I wanted to build big pretty fancy houses for my family and me to live in. I don't know where that urge came from, but I watched a LOT of Bob Villa as a kid, so I blame him.
I don't know when I got over
"heyyyyy" |
Anyway, I decided that I wanted to be a chef, too. In middle school/early high school I seriously looked into the California Culinary Academy in San Francisco and became obsessed with their admittance process. I cooked dinner for my family as a high schooler, though I didn't really invent or create. I just made the things my mom would make, like stir fry or pizza or sloppy joe's. Fancy stuff.
Other than the Food Network, I think my Grandma had a lot of influence on my desire to be in the kitchen. When I was a kid she was always cooking southern classics like biscuits, bacon, chicken fried steak, gravy, peach cobbler (MY ALL TIME FAVORITE) and other things that contributed to my childhood obesity. Luckily I do not cook like that or eat like that (neither does she! she is the queen of vegetable soup!) or I would weigh 375 pounds, easy.

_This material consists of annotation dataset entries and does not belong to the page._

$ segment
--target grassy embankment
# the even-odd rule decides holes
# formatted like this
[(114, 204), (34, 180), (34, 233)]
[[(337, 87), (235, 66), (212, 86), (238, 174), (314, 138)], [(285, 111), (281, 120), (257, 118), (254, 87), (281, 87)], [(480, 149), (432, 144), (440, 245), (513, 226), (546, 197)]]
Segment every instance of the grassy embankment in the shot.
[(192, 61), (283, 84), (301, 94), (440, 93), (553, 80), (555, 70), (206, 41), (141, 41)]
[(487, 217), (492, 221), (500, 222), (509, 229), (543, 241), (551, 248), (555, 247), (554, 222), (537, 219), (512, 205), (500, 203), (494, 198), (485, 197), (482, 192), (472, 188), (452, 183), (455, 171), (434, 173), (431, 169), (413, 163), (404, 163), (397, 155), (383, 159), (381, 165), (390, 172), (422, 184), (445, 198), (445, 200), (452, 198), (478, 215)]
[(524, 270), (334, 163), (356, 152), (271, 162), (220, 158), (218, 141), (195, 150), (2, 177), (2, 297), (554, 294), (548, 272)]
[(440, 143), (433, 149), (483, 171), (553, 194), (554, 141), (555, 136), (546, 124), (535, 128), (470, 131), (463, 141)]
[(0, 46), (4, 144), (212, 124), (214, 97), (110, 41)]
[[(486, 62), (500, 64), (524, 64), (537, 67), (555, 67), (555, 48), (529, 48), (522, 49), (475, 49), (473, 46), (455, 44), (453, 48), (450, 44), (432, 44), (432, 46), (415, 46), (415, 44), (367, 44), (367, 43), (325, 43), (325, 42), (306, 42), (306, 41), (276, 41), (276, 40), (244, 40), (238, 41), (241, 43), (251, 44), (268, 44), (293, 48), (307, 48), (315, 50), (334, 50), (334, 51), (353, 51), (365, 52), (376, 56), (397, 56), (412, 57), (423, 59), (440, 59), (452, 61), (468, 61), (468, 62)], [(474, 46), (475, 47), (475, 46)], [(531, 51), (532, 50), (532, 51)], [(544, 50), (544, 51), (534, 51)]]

this is what my grandma's cobbler was like, sugary, doughy, sticky sweet. i almost licked my computer finding an image. |
If I would have stuck with it, I could have beaten Rachael Ray to the punch. But, around 10th grade I decided I wanted to be an architect again.
I think this switch was motivated by money. I wanted to be fricking rich, so I picked a top profession that didn't involve medical school, law school, or business school. (Life is funny sometimes).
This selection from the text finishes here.